Frustrating playoff poolies to no end, Holtby shutout Milan Lucic and Patrice Bergeron all series and held 20-goal-scorers David Krejci, Chris Kelly and Brad Marchand to a single marker each.

If Holtby came into the postseason lacking experience, he is trying to make up for it, leading all NHL players with 449:15 of ice time.

Drafted by Washington 93rd overall in 2008, the Lloydminster, Sask. native made his NHL debut against the Bruins back on Nov. 5, 2010, replacing Neuvirth with 10 minutes left in the third period. Holtby stopped all four shots he faced in relief, the Caps in front of him scored twice, and the kid’s first win proved to be foreshadowing.

Despite posting better numbers in the bigs (10-2-2, two shutouts, 1.79 GAA, .934) during his 14 NHL appearances in 2010-11 than he had in any of his seasons with the AHL Bears or the WHL’s Saskatoon Blades, Holtby was returned to Hershey in March 2011. Only injury, and not Washington’s underachieving regular season, gave cause for him to return.

The last rookie netminder to win a Game 7 before Holtby did on Wednesday, when Ward potted the 2-1 OT clincher, was the Buffalo Sabres’ Steve Shields in 1997 versus the Ottawa Senators.

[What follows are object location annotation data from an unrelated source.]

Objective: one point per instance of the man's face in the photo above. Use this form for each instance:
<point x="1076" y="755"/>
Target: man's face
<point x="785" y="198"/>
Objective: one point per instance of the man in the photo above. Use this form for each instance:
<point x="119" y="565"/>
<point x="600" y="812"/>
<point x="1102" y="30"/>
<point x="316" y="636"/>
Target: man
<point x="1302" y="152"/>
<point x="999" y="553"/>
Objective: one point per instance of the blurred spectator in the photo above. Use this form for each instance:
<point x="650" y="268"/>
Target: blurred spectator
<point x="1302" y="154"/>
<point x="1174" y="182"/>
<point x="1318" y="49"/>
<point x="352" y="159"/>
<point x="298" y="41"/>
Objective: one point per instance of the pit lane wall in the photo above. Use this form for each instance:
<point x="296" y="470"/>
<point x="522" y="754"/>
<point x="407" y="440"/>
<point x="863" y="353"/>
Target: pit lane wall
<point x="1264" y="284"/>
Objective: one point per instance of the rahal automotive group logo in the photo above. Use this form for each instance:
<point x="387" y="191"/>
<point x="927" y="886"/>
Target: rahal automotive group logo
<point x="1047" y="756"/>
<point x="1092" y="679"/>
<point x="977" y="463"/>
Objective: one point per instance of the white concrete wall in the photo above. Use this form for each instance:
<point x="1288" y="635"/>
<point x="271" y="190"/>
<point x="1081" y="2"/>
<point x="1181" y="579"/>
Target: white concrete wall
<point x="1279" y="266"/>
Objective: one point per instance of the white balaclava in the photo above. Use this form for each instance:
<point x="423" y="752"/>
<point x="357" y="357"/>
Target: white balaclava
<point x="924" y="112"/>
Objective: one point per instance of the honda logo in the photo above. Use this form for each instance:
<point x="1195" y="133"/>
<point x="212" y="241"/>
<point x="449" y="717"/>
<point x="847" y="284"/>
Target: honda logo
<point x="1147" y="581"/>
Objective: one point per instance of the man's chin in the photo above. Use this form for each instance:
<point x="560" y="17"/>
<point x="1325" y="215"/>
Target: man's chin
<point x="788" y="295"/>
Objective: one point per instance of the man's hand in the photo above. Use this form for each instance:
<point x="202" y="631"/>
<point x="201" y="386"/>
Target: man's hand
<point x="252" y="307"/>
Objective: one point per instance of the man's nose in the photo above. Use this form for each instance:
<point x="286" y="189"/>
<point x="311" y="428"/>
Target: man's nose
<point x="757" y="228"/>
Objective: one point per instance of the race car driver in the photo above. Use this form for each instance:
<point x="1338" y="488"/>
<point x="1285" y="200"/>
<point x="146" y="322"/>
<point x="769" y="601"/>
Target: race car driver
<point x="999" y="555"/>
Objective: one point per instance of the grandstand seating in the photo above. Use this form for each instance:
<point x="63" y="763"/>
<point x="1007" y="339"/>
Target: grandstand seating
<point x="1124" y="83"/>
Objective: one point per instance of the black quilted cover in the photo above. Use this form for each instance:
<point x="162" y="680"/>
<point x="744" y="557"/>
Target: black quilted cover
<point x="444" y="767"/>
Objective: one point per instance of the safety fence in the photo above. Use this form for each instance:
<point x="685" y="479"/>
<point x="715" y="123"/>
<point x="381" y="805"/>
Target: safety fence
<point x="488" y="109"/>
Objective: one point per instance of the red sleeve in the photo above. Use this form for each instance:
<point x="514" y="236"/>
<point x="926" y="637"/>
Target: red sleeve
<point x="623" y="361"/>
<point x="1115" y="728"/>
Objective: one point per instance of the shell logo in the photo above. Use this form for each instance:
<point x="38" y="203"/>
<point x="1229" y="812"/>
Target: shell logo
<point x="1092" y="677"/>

But starting rookies when it counts is what the modern-day Capitals do.

Over the last four postseasons, Washington rookie goalies have claimed all of the franchise’s 18 victories. Semyon Varlamov had 10, Neuvirth four, and now Holtby has four and counting. All other NHL clubs combined during the last four years have only 15 wins attributed with freshmen between the pipes.

While the headlines of the opening round have featured a heaping dose of the negative – Increase in suspensions! Blind referees! Collapse in Vancouver! Racist tweeters! – the performance of a young unlikely superstar is refreshing.

“My type of fun is intensity, is big games, big moments,” Holtby told the Washington Post after Game 4. His 44-save show in that contest was the most by a rookie since Ken Dryden’s 46-save gem against Boston in 1971. “I might not show it on my face, but that’s the way I’ve always been. I’ve always had the most fun when I’m battling and competing.”

With Washington headed to Round 2, Holtby’s now glaring at a lot more fun. Don’t bet on him to blink.